Finally, the stationary distribution of an Ornstein Uhlenbeck process is \(N(\mu,(\beta/2\alpha )^{\frac{1}{2}})\)

To complete this introduction, let’s quote a relationship between the Ornstein Uhlenbeck process and time changed Brownian processes (see this post). To simplify the formulas, let’s assume \(\mu=0\). The case where \(\mu\) is different from \(0\) is then immediate. We saw that \((\exp(\alpha t)X_{t})_{t \in \mathbb{r}_{+}}\) is a continuous martingale that can thus be expressed as a time changed Brownian motion. To identify this time change, one starts from the idea that the time changed Brownian motion should have the same quadratic variation as the continuous martingale. We thus start by computing the latter: \[[\beta^{\frac{1}{2}}\int_{0}^{\cdot}\exp(\alpha u)dW_{u}]_{t}=\int_{0}^{t}\beta \exp(2\alpha u)du=\frac{\beta}{2\alpha} \int_{0}^{t}d(\exp(2\alpha u))=\] \[\frac{\beta}{2\alpha} \int_{0}^{\exp(2 \alpha t)}dv.\] We can thus find (see Kallenberg[2002], theorem 18.4) a new Brownian motion \((B_{t})_{t \in \mathbb{r}_{+}}\) initialized at \(0\) such that: \[\beta^{\frac{1}{2}}\int_{0}^{t}\exp(\alpha u)dW_{u}=(\frac{\beta}{2\alpha})^{1/2}\int_{0}^{\exp(2\alpha t)}dB_{v}=(\frac{\beta}{2\alpha})^{1/2}B(\exp(2\alpha t)).\] It thus turns out that: \[\exp(\alpha t)X_{t}=(\beta/2\alpha )^{\frac{1}{2}}B(\exp(2\alpha t)),\] or: \[X_{t}=(\beta/2\alpha )^{\frac{1}{2}}\exp(-\alpha t)B(\exp(2\alpha t)).\]
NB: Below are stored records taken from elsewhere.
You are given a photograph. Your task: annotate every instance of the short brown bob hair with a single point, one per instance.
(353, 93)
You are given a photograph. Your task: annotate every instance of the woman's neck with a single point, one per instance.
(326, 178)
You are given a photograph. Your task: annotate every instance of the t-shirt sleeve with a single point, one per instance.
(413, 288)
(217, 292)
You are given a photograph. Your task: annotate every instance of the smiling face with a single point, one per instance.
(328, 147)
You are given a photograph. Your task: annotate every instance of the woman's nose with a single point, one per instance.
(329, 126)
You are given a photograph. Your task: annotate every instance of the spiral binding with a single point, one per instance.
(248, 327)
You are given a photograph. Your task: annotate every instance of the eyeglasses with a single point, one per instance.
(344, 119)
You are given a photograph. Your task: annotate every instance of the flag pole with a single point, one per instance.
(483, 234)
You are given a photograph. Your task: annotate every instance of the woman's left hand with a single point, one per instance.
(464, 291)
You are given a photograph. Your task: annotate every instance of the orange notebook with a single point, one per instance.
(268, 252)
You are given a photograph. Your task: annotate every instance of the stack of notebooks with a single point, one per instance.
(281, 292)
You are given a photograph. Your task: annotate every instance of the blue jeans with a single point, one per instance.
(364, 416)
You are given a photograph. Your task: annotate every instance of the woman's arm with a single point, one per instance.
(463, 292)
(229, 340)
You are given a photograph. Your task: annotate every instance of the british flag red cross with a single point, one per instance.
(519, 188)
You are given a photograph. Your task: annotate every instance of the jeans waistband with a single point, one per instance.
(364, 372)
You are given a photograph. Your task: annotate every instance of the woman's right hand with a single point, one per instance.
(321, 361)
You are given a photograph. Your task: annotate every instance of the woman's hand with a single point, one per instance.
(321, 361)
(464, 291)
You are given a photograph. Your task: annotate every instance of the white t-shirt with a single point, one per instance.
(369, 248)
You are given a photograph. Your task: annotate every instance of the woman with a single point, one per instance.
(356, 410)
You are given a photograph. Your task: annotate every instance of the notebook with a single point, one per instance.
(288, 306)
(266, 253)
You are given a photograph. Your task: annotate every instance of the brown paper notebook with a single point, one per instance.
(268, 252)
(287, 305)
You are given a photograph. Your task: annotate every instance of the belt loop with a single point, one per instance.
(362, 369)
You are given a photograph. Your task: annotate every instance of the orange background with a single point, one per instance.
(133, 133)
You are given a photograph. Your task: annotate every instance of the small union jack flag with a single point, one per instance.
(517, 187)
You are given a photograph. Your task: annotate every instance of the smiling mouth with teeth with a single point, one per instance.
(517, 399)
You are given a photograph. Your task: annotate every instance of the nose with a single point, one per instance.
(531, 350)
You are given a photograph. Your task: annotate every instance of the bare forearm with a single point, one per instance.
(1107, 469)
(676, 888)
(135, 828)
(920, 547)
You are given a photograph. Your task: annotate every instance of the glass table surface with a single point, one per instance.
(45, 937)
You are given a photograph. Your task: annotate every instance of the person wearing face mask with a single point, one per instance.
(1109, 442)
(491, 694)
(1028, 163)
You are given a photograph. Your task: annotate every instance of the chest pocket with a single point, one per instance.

Note: This note owes a lot to Kallenberg[2002], chapter 13.

References: Kallenberg, O., 2002, *Foundations of Modern Probability*, Springer.

## Links

As a reminder, its density function is: \[f({\boldsymbol x})=(2\pi)^{-n/2}\det(\boldsymbol{\Sigma})^{-1/2}\exp(-\frac{1}{2}(\boldsymbol{x-\mu})^{t}\boldsymbol{\Sigma}^{-1}(\boldsymbol{(x-\mu})),\] and its characteristic function is: \[E(\exp(i\boldsymbol{u^{t}X}))=\exp(i\boldsymbol{u^{t}\mu}-\frac{1}{2}\boldsymbol{u^{t}\Sigma u}).\]↩︎

This proof requires a few steps. It hinges crucially on the fact that for fixed \(t\), \(\int_{0}^{t}h_{n}(u)dW_{u}\) converges to a Gaussian variable as \(n\) tends to infinity. It also uses the fact that the process \((\int_{0}^{t}h(u)dW_{u})_{t \in \mathbb{T}}\) has independent increments - remember that for two non overlapping intervals \(Cov(\int_{I}h(u)dW_{u},\int_{J}h(u)dW_{u})=0\) which implies that both integrals are independent since they have Gaussian distributions.↩︎

See Kallenberg[2002], proposition \(13.7\) p. 254.↩︎